Below is a picture of the poster (due to printing restrictions it had to be made as four separate A3 sheets and arranged together into an A1 sized document) that outlines the project aims, what I’ve done so far (green arrows), and what I have left to do (orange and red arrows).
So I’m just about to start week 6 of my final year at University which means that I’m nearly a quarter of the way through; yikes! The past 5 weeks have just flown by, and in some ways I wish I could slow it down, despite enjoying [nearly] every second of it.
Firstly, I must apologise for the lack of blog posts recently; I am constantly finding little gems of information/facts/websites/articles/videos that I would love to share and talk about, but somehow always seem to find something else that needs doing before I get around to it.
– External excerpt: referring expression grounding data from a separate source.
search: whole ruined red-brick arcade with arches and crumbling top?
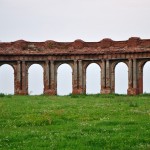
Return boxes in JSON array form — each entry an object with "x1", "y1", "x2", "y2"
[{"x1": 0, "y1": 37, "x2": 150, "y2": 95}]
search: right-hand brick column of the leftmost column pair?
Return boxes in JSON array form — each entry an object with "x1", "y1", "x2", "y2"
[{"x1": 21, "y1": 61, "x2": 28, "y2": 95}]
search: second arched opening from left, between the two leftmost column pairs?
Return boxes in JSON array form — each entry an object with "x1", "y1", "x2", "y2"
[{"x1": 28, "y1": 64, "x2": 44, "y2": 95}]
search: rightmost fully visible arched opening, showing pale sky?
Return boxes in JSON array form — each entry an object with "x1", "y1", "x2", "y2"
[{"x1": 115, "y1": 62, "x2": 128, "y2": 94}]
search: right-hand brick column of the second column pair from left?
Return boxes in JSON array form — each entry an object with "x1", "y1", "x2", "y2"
[{"x1": 48, "y1": 61, "x2": 57, "y2": 95}]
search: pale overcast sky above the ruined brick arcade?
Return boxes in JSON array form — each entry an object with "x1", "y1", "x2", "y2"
[{"x1": 0, "y1": 0, "x2": 150, "y2": 95}]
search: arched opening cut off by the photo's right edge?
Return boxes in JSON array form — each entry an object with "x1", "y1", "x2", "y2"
[{"x1": 143, "y1": 61, "x2": 150, "y2": 93}]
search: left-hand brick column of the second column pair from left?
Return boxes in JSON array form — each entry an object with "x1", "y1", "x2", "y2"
[{"x1": 44, "y1": 60, "x2": 50, "y2": 94}]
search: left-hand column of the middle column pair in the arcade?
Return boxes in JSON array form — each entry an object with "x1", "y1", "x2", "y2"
[{"x1": 73, "y1": 60, "x2": 78, "y2": 94}]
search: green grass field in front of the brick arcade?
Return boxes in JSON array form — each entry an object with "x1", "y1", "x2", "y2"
[{"x1": 0, "y1": 95, "x2": 150, "y2": 150}]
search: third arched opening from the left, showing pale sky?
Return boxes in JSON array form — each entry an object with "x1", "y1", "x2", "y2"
[{"x1": 57, "y1": 64, "x2": 72, "y2": 95}]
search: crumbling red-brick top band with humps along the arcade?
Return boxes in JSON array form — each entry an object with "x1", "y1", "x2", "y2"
[{"x1": 0, "y1": 37, "x2": 150, "y2": 55}]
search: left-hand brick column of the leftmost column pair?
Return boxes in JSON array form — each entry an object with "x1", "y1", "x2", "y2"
[{"x1": 14, "y1": 61, "x2": 21, "y2": 95}]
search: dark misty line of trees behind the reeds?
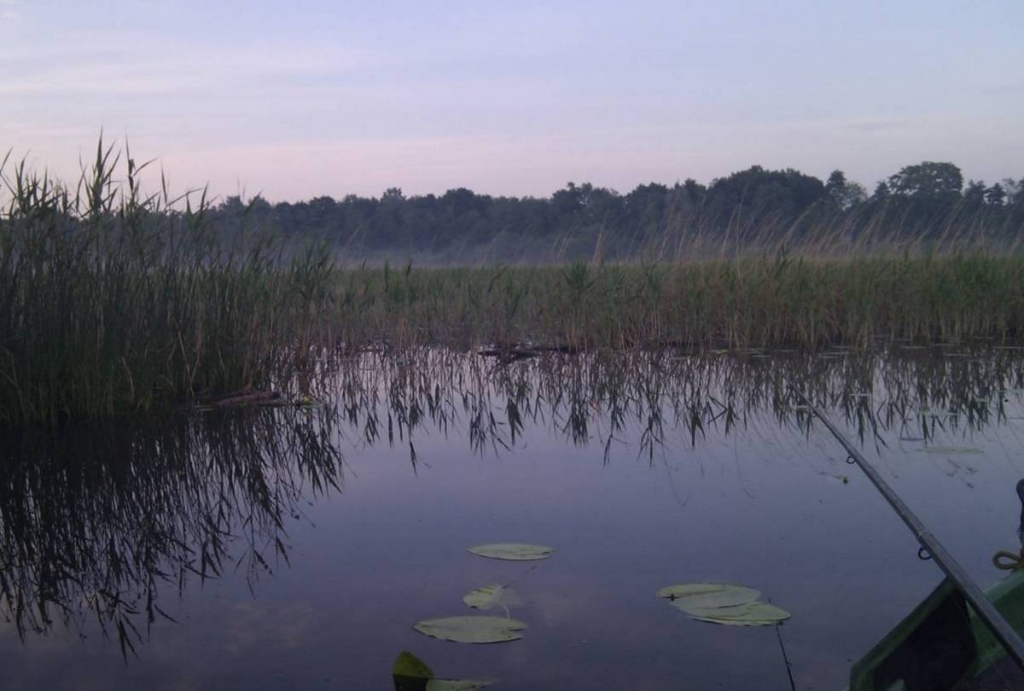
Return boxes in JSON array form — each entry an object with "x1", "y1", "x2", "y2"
[{"x1": 212, "y1": 162, "x2": 1024, "y2": 262}]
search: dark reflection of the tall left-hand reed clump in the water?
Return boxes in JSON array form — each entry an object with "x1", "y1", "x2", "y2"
[{"x1": 0, "y1": 408, "x2": 342, "y2": 653}]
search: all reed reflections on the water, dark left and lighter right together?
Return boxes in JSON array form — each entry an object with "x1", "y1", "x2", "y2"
[{"x1": 0, "y1": 349, "x2": 1024, "y2": 653}]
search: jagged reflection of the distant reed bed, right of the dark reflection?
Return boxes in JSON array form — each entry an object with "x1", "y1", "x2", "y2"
[{"x1": 337, "y1": 349, "x2": 1024, "y2": 465}]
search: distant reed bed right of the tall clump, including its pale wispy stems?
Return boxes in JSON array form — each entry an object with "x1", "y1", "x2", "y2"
[{"x1": 323, "y1": 180, "x2": 1024, "y2": 349}]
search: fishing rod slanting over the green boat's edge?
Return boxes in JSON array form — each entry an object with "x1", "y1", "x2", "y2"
[{"x1": 786, "y1": 380, "x2": 1024, "y2": 671}]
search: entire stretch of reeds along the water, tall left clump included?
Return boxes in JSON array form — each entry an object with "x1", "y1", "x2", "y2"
[{"x1": 0, "y1": 141, "x2": 1024, "y2": 426}]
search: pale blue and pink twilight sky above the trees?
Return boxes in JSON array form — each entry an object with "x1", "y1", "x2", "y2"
[{"x1": 0, "y1": 0, "x2": 1024, "y2": 202}]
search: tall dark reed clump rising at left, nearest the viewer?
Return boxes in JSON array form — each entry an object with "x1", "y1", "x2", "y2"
[{"x1": 0, "y1": 140, "x2": 332, "y2": 425}]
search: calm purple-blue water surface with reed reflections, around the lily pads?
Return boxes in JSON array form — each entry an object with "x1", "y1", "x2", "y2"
[{"x1": 0, "y1": 347, "x2": 1024, "y2": 691}]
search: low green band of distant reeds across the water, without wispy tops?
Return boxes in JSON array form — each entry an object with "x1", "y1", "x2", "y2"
[{"x1": 333, "y1": 250, "x2": 1024, "y2": 350}]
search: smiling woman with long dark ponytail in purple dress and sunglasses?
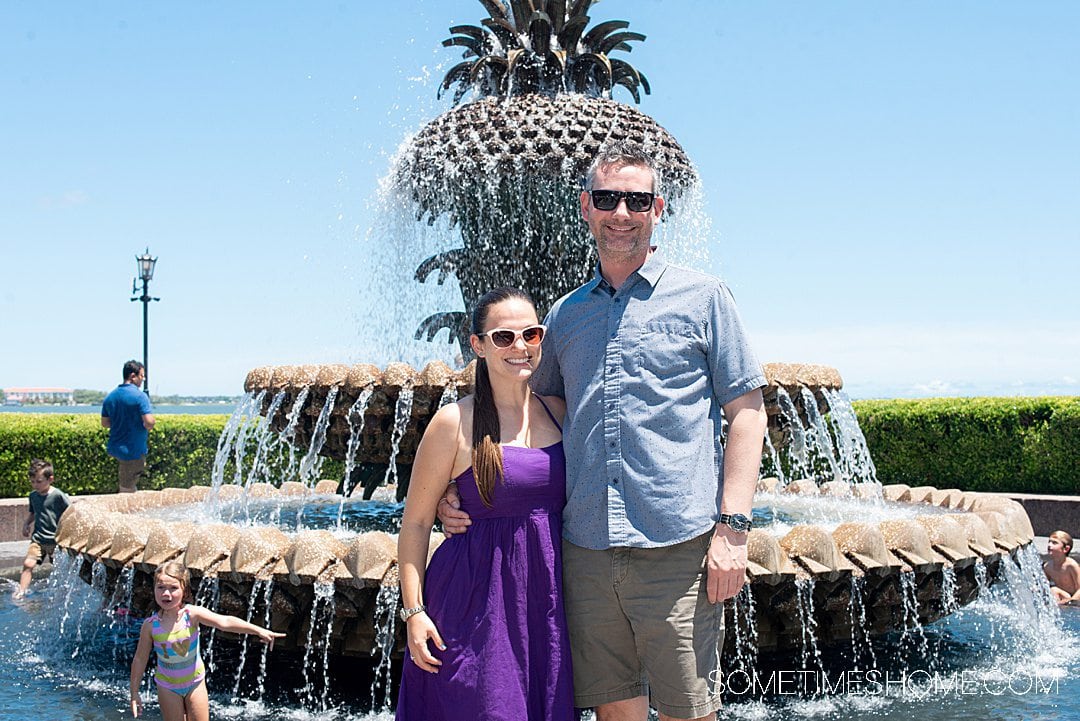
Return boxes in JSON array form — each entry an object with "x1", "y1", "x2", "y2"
[{"x1": 397, "y1": 288, "x2": 576, "y2": 721}]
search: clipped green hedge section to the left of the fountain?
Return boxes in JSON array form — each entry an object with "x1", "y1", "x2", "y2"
[{"x1": 0, "y1": 413, "x2": 228, "y2": 498}]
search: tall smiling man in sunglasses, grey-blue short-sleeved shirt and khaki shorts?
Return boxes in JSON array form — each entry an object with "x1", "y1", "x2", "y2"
[{"x1": 440, "y1": 144, "x2": 766, "y2": 721}]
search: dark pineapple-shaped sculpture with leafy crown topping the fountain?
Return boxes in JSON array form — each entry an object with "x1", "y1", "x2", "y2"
[{"x1": 395, "y1": 0, "x2": 697, "y2": 351}]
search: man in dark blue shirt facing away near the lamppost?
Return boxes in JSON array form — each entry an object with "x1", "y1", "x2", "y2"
[{"x1": 102, "y1": 361, "x2": 154, "y2": 493}]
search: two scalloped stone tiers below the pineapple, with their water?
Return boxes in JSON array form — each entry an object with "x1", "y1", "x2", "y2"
[{"x1": 57, "y1": 364, "x2": 1034, "y2": 654}]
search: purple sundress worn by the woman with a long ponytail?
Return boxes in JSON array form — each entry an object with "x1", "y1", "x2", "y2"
[{"x1": 396, "y1": 433, "x2": 577, "y2": 721}]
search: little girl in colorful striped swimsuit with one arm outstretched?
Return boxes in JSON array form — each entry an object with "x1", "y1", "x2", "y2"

Anyway, it’s great to be back in Huddersfield and to see my course-mates again, although I must admit it has been a bit of a struggle readjusting back to student life after a year of full time work at GlaxoSmithKline. I’ve got some great modules to study (and one not so great module, but we’ll ignore that for now) and some fantastic new lecturers.
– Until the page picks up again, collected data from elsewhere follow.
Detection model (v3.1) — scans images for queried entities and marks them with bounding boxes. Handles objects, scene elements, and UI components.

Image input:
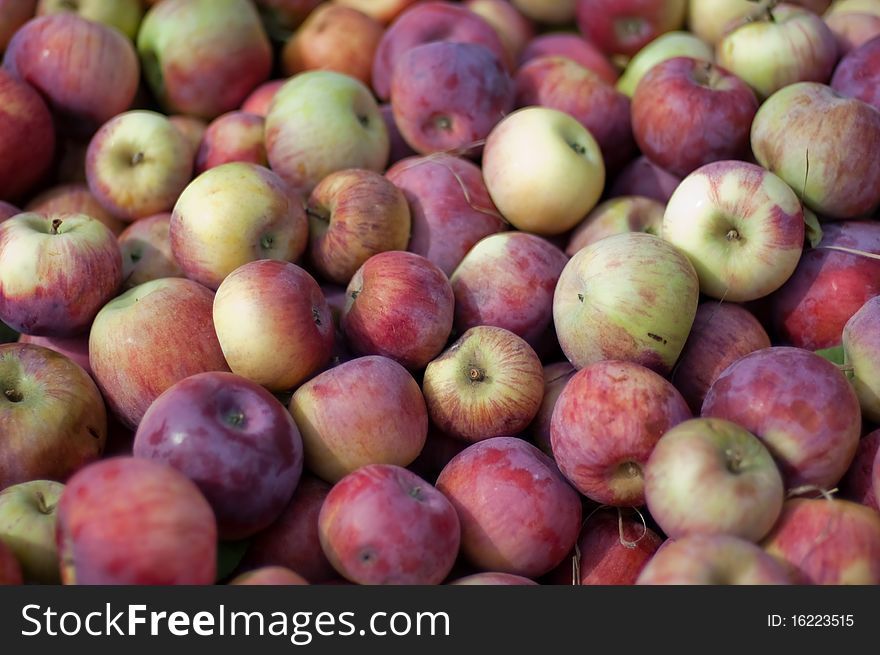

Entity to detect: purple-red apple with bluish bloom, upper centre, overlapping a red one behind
[390,41,514,154]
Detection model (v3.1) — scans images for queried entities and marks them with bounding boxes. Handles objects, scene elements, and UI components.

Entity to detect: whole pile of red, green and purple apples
[0,0,880,584]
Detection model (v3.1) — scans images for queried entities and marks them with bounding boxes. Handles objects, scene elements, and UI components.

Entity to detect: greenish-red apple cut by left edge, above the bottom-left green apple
[0,343,107,489]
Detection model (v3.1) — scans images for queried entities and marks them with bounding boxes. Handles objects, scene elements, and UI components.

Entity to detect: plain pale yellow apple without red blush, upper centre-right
[483,107,605,236]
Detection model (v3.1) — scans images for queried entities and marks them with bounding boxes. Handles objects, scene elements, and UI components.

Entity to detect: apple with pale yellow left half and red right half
[213,259,334,391]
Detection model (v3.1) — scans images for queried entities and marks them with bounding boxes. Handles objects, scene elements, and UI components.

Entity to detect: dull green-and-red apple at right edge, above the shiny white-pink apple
[752,82,880,219]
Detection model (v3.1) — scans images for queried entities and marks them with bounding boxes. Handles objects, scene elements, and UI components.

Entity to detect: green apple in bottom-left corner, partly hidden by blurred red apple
[0,480,64,584]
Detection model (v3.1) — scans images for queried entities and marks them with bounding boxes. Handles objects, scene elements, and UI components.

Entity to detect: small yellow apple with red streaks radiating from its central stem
[422,325,544,442]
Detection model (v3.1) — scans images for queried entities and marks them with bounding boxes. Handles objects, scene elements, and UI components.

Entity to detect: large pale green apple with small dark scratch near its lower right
[553,232,699,375]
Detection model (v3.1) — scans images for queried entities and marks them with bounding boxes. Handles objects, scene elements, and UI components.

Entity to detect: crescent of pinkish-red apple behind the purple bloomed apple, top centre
[372,2,512,100]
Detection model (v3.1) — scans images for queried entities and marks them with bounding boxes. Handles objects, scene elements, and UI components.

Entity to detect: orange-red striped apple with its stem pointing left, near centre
[306,168,411,285]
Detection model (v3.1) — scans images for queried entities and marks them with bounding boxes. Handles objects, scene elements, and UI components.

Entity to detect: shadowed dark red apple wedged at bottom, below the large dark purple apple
[239,472,338,584]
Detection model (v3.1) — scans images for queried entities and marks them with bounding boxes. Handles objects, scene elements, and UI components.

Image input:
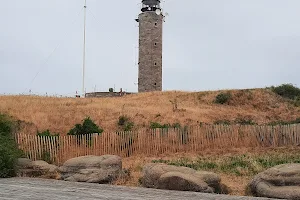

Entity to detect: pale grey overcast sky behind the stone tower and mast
[0,0,300,95]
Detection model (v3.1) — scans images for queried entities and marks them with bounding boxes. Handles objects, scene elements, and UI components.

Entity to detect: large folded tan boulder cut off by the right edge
[249,164,300,200]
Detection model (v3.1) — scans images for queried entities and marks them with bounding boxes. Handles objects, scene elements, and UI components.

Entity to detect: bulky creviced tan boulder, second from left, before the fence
[59,155,122,183]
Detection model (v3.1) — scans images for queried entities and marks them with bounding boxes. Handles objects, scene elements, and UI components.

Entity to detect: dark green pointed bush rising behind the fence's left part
[68,117,103,135]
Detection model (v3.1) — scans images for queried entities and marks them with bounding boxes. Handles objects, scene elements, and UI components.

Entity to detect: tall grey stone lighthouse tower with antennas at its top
[136,0,164,92]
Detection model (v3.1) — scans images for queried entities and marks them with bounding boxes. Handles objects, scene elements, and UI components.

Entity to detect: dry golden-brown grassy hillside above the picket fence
[0,89,300,135]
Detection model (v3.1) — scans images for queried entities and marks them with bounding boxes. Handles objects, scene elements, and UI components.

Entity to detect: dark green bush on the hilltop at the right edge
[272,84,300,100]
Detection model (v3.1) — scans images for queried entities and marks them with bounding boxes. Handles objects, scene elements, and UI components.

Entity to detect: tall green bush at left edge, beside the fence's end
[0,114,22,178]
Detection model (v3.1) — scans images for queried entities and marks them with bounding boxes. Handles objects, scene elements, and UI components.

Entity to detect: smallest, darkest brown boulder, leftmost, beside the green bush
[17,158,58,178]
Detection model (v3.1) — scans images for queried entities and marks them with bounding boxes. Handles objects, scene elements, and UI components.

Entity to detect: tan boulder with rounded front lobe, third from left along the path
[141,163,226,193]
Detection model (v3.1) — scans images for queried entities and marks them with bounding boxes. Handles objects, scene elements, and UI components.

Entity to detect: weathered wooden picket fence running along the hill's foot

I’ll just do a quick run through of the modules in case you’re interested:
Final Year Project / Dissertation – The biggest, and in some ways most important module of the year, this project is the supposed to be the culmination of everything you’ve learnt at University. It looks like mine will be primarily a research report with a focus on UX Design methodologies (as opposed to a technical development project), but there may be room for some sort of prototypes down the line. My project supervisor, John Bonner, thinks it would be really beneficial for me to complete this project with a local company that practices UX Design and has helped me to get in touch with, and arrange a meeting with a really interesting design agency based in Leeds. I’m very excited to be meeting with them on Tuesday so fingers crossed!
Digital Marketing & Communications – A fairly self-explanatory title, this module examines the various methods of digital marketing and the benefits/drawbacks of these. With a big focus placed on data and analytics I picked this optional module as it seems to be becoming ever more relevant in todays online world. I have two assignments for this module, one of which is due before Christmas, so I may go into a little more detail on this in a later post.
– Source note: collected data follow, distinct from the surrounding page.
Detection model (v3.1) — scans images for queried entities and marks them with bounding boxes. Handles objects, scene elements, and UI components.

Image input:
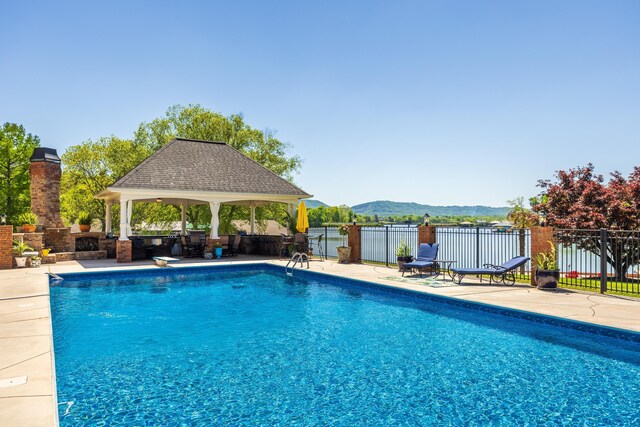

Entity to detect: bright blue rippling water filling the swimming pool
[51,266,640,426]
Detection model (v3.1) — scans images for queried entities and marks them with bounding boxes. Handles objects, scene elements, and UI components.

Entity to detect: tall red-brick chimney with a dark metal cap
[30,147,64,228]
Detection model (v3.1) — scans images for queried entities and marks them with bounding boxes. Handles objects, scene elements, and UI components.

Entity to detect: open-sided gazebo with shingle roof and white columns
[96,138,312,241]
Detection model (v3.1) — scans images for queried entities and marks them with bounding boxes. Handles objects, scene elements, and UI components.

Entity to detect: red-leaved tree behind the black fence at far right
[532,163,640,280]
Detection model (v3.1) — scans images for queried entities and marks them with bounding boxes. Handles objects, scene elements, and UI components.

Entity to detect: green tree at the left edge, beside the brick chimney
[0,123,40,224]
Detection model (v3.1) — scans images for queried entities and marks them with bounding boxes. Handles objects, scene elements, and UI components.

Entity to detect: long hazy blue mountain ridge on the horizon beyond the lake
[350,200,511,217]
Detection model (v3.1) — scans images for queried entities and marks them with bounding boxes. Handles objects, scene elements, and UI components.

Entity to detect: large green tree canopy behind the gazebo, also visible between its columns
[61,105,301,233]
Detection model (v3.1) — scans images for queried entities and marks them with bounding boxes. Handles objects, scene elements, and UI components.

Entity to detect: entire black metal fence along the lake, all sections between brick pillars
[309,225,640,294]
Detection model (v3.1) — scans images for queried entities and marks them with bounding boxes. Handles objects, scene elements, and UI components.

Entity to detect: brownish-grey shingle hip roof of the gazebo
[110,138,310,197]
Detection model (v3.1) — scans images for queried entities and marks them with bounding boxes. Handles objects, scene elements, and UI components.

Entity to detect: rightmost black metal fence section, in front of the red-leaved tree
[554,229,640,294]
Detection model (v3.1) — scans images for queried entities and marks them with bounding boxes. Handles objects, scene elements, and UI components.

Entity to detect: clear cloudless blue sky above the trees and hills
[0,0,640,206]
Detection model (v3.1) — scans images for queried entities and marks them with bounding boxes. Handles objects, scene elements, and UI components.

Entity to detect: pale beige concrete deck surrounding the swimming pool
[0,256,640,427]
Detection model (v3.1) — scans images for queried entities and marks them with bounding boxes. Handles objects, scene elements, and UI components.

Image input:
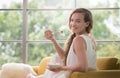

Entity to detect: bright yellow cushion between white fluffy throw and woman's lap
[37,57,51,75]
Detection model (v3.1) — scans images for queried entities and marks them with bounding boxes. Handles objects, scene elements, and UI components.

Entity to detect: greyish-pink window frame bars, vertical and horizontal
[0,0,120,63]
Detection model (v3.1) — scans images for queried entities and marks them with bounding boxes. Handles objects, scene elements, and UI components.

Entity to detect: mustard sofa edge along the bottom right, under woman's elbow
[70,70,120,78]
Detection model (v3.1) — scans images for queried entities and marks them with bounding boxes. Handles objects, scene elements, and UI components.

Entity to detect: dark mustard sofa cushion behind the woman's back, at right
[97,57,119,70]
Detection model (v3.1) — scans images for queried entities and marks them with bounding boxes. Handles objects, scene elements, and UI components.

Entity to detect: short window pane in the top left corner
[0,0,23,9]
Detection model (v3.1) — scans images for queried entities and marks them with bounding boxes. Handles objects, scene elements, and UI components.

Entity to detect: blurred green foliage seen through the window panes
[0,0,120,65]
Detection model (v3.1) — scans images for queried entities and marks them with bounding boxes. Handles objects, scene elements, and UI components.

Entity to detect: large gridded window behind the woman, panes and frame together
[0,0,120,65]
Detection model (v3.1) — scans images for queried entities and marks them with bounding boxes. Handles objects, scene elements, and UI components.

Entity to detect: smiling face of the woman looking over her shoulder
[69,13,89,35]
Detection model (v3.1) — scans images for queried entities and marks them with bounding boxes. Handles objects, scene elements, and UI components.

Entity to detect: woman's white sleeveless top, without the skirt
[66,35,96,70]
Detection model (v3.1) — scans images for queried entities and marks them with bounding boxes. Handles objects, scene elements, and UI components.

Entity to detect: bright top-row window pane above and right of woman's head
[76,0,120,8]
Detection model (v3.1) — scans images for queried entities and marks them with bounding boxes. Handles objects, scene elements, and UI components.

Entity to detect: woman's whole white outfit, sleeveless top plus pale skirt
[43,35,96,78]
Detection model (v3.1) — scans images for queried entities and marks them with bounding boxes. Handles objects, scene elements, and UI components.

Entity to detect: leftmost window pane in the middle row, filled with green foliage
[0,11,22,40]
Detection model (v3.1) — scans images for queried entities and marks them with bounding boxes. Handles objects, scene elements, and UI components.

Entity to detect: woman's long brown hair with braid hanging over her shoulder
[64,8,93,63]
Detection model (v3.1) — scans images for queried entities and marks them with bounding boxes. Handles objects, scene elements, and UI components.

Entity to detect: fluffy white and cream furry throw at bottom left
[0,63,37,78]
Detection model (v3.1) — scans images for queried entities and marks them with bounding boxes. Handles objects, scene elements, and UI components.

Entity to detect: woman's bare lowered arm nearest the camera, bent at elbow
[62,36,88,72]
Systems Strategy Thinking – A particular favourite of mine, this module is taught by a new, and in my opinion, one of the best lectures at Huddersfield. As you might have guessed this module involves lots of thinking, but in particular, thinking holistically (as opposed to “analytically”) about systems. To add to the challenge, this does not mean systems as in an I.T. system… for Systems Strategy a system can anything from a house, to the education system. We were first introduced to the basic concepts of systems thinking, and are now turning our attention to Peter Checkland’s ‘Soft Systems Methodology’.
eCommerce, Business & Technology – I’ve left this module till last because I barely consider it worthy of being labelled a final year module, and instead consider it an annoying distraction (this isn’t just me being snobbish by the way; I’ve spoken to several lecturers who are trying their damned hardest to get this removed from the curriculum). Essentially all we have to do to pass this module is build an eCommerce website using the WordPress CMS and complete an exam that will, more than likely, be predominately made up of multiple choice questions… lets say no more.